Depuis qu'il a explosé Radio Nationale Publiquec'est Petit bureaule duo argentin CA7RIEL et Paco Amoroso ont fait des montagnes russes – effectuant 60 dates de tournée mondiale, conquérant de grands festivals et même décrochant un Grammy (et plusieurs Latin Grammys) en cours de route. Puis est arrivé décembre 2025, quand ils ont soudainement reporté leur deuxième album très médiatisé – à l'époque « Top Of The Hills » – admettant être « emportés par un niveau d'exposition » et avoir besoin d'une pause.
Trois mois plus tard, un album est là, mais à la place il s'agit de « Free Spirits », une méta mixtape folle destinée à raconter ces hauts et ces bas. Le disque montre CA7RIEL et Paco Amoroso à la recherche de leur véritable nord après la célébrité mondiale. Si le premier album du duo, « Baño María », était un fantasme cohérent et vivant, « Free Spirits » ressemble plus à un collage, s'appuyant fortement sur le pastiche pour éclairer la vision du duo de la célébrité et de l'excès, ainsi que leur revers.

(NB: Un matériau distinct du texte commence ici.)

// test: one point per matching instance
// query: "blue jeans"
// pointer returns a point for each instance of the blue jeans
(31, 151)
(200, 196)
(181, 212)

Le duo tourne autour du sujet de l'épuisement professionnel dans « Free Spirits », et ils n'hésitent pas à s'attaquer à leurs propres cicatrices. « Je dis que je vais bien, mais la vérité est / Si je continue à fumer (je mourrai) / Si je continue à déconner (je mourrai) / Si je continue à tourner (je mourrai) », ils chantent sur le confessionnal disco « Muero ». Dans l'expérience maison « No Me Sirve Más », ils dépensent de l'argent mais avouent aussi : « Plus j'en ai, plus je me sens mal. » Même la ballade d'amour solitaire, « Vida Loca », est empreinte de lassitude de la célébrité. « Être célèbre est terrible / J'aimerais pouvoir être hippie » Paco soupire, transformant un jeu de mots aigu en regret.
L’album brille le plus lorsqu’il tourne à plein régime. « Ha Ha », un échantillon du tube « La felicidad » de Palito Ortega de 1967, passe d'un slow jam cuivré à un rock rave riche en basses. «Hier, j'ai failli me suicider / Mais aujourd'hui, je vais mieux» chantent-ils, oscillant entre désastre et euphorie. L'apparition d'Anderson .Paak sur « Ay Ay Ay » est tout aussi remarquable, un jeu glorieusement sale et ironique qui enlace la guajira des Caraïbes avec des guitares courageuses avant de se transformer en un groove R&B plus flou estampillé .Paak. Plus proche, « Lo Quiero Ya! », le deuxième lien du duo avec le producteur britannique Fred Again…, se démarque également, servant de sœur aînée à leur hit de club techno hurlant de 2019 « Ola Mina XD ».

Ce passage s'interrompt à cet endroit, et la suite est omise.